Il futuro di Benjamin Pavard appare sempre più lontano dall’Olympique Marsiglia. Nonostante il ritorno in patria avvenuto in estate, il difensore francese non è riuscito a convincere l’ambiente dell’OM, finendo gradualmente ai margini delle rotazioni tecniche dopo un avvio di stagione promettente. Le prestazioni al di sotto delle aspettative e il calo del minutaggio nelle ultime settimane hanno spinto la dirigenza francese verso una decisione drastica: secondo quanto filtra dal club, non verrà esercitato il diritto di riscatto fissato a 15 milioni di euro.
L’Inter, proprietaria del cartellino, ha già mostrato totale chiusura a qualsiasi ipotesi di sconto sulla cifra pattuita lo scorso agosto. Di fronte al “no” di viale della Liberazione, il rientro di Pavard a Milano a giugno è ormai uno scenario quasi certo, ma si tratterebbe di un passaggio puramente formale. Nello scacchiere di Cristian Chivu, infatti, il ruolo di colonna della difesa è stato saldamente occupato da Manuel Akanji, arrivato dal Manchester City proprio per sostituire il francese e diventato in pochi mesi un pilastro inamovibile della retroguardia nerazzurra.

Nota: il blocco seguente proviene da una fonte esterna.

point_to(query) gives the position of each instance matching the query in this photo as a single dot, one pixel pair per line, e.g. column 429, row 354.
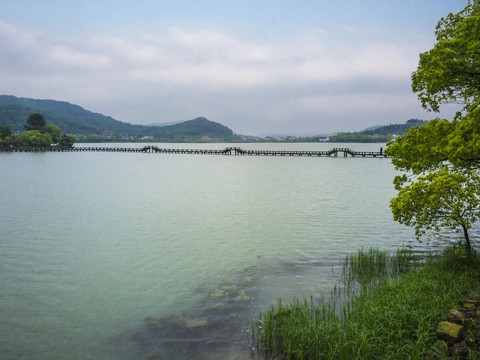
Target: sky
column 260, row 67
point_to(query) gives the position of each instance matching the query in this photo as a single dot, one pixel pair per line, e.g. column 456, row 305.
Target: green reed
column 390, row 312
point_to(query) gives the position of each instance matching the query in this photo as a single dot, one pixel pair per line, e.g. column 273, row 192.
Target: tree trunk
column 467, row 238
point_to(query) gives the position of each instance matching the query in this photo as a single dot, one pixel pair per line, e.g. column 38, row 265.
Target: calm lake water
column 146, row 256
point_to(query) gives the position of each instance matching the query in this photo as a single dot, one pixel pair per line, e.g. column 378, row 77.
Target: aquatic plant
column 390, row 310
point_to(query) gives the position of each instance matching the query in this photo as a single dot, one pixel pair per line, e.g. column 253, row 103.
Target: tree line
column 37, row 133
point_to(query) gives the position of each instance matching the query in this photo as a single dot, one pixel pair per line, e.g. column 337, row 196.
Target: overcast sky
column 259, row 67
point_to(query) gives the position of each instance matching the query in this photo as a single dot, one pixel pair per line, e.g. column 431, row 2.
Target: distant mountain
column 73, row 119
column 377, row 133
column 165, row 124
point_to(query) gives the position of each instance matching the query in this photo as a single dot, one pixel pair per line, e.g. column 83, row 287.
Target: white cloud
column 180, row 74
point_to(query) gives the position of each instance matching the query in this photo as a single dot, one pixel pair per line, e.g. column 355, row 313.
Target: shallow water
column 136, row 256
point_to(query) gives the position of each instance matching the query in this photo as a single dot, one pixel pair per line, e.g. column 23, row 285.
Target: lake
column 146, row 256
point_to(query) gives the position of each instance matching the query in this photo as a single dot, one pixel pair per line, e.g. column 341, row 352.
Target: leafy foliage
column 450, row 71
column 442, row 158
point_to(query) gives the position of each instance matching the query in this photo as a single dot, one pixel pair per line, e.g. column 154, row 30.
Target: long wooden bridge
column 345, row 152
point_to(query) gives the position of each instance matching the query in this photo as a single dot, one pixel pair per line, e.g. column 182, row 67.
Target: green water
column 102, row 254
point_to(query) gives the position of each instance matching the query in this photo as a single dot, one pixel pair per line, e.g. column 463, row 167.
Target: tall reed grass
column 389, row 309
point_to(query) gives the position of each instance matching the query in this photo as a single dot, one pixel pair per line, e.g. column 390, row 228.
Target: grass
column 388, row 309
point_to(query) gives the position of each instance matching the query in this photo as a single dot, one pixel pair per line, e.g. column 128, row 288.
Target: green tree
column 441, row 160
column 4, row 132
column 35, row 122
column 450, row 71
column 34, row 137
column 53, row 131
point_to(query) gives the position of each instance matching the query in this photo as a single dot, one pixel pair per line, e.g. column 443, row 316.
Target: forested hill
column 87, row 125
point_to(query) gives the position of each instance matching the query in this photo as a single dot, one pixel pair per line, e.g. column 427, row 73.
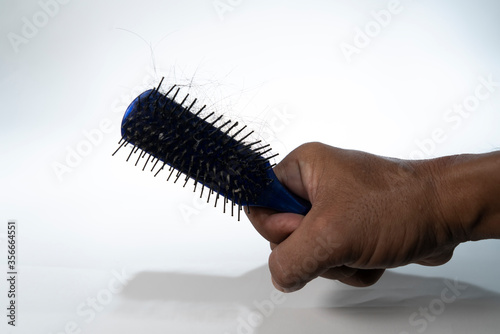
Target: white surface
column 278, row 67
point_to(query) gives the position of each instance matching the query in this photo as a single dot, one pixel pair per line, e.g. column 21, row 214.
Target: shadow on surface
column 156, row 302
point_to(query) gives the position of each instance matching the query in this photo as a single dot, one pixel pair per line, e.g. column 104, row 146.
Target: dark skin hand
column 370, row 213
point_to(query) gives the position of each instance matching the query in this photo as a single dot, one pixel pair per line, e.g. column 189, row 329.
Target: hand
column 368, row 213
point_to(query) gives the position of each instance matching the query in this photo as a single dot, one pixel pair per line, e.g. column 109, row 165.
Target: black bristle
column 196, row 145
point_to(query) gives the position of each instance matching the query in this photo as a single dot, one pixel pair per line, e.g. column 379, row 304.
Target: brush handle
column 277, row 197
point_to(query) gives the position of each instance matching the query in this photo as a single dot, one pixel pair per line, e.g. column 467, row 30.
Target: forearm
column 468, row 194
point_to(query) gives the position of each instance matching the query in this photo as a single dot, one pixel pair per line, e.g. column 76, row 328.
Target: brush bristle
column 171, row 137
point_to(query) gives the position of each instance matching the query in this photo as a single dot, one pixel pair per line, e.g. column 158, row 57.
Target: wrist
column 467, row 195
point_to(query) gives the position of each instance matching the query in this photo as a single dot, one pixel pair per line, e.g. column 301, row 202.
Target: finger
column 363, row 277
column 354, row 277
column 274, row 227
column 289, row 173
column 304, row 255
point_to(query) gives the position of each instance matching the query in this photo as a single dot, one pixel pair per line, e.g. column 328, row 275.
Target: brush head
column 187, row 145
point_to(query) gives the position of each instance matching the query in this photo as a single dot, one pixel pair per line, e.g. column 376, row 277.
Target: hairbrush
column 186, row 143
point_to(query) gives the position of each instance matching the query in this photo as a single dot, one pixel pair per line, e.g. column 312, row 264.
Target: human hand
column 368, row 213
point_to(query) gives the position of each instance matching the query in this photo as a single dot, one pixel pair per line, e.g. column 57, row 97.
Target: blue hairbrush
column 172, row 137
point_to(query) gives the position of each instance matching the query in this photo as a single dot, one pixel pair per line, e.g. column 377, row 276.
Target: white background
column 68, row 72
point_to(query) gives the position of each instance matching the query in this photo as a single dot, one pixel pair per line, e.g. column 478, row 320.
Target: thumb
column 306, row 254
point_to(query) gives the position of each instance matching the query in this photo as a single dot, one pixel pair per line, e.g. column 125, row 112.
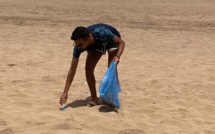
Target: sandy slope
column 166, row 72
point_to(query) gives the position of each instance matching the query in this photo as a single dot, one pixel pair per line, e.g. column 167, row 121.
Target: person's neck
column 92, row 39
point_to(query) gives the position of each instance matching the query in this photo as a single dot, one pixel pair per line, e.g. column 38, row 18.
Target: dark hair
column 80, row 32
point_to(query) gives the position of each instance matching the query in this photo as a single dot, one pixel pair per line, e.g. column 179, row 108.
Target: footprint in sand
column 132, row 131
column 3, row 123
column 11, row 64
column 6, row 131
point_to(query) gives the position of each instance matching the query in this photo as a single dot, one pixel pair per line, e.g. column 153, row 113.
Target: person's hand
column 63, row 98
column 116, row 58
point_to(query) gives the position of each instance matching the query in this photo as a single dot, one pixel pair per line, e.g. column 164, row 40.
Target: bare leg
column 92, row 59
column 111, row 55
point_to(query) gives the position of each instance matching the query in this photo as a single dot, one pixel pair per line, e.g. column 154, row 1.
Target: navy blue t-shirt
column 102, row 33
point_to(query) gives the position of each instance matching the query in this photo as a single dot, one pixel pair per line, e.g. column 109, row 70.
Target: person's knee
column 89, row 69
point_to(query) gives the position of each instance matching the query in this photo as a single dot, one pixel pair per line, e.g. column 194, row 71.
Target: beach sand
column 167, row 70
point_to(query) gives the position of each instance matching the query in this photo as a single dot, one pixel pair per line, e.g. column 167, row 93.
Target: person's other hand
column 63, row 98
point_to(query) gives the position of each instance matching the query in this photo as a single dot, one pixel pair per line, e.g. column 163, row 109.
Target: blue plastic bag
column 110, row 86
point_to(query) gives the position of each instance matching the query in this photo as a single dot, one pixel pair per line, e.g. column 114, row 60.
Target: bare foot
column 92, row 103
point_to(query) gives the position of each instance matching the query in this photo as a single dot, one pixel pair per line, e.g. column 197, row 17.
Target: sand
column 167, row 71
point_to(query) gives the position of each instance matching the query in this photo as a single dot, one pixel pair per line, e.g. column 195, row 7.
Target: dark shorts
column 108, row 46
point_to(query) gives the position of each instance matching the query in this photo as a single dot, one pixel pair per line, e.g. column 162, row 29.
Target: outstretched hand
column 63, row 98
column 116, row 58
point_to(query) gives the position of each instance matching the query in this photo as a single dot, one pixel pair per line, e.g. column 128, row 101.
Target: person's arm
column 69, row 80
column 121, row 43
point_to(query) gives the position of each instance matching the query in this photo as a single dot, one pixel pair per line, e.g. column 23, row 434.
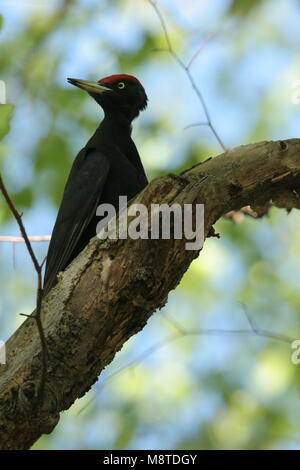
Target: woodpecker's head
column 116, row 93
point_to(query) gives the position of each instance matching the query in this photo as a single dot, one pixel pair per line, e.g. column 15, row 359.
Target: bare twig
column 182, row 332
column 31, row 238
column 39, row 296
column 186, row 68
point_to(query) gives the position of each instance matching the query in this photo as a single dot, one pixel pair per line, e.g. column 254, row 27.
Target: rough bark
column 108, row 293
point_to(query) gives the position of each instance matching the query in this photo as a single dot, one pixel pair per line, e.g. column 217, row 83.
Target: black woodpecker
column 108, row 166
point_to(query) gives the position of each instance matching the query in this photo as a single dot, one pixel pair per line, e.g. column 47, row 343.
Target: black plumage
column 108, row 166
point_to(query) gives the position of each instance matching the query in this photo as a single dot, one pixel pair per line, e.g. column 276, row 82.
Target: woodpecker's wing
column 80, row 200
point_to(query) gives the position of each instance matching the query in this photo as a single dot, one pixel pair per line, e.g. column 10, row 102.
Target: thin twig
column 39, row 296
column 31, row 238
column 181, row 332
column 186, row 68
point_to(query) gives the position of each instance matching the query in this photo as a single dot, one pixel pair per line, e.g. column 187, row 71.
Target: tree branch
column 108, row 293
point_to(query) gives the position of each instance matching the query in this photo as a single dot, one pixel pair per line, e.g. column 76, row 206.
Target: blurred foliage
column 198, row 390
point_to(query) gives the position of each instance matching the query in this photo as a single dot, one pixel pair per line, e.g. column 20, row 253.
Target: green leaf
column 243, row 8
column 5, row 115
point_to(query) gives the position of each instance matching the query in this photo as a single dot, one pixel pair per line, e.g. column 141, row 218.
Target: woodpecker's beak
column 90, row 87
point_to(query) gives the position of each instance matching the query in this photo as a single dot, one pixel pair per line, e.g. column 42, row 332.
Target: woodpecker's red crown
column 121, row 76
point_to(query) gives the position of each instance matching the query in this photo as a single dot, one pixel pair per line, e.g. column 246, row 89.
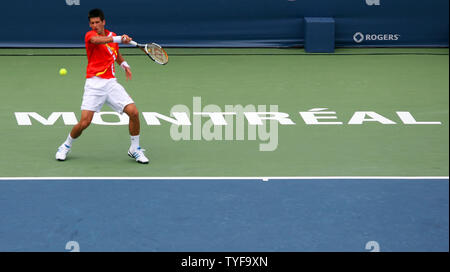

Con le porte di San Siro sbarrate, per Pavard si riapre prepotentemente la pista asiatica. Già durante la sessione estiva, nei giorni caldi del cosiddetto “Padel-Gate”, il giocatore era stato tentato dalle ricche offerte del Neom, club saudita guidato da Christophe Galtier. Proprio il tecnico che lo lanciò al Lille non ha mai smesso di corteggiarlo: “So che vorrebbe restare in Europa per il Mondiale, ma se vuole venire qui è il benvenuto”, aveva dichiarato Galtier pochi mesi fa. A giugno, senza più il paracadute del Marsiglia e fuori dai piani dell’Inter, l’opzione araba potrebbe trasformarsi nell’unica via d’uscita concreta per il difensore classe ’96.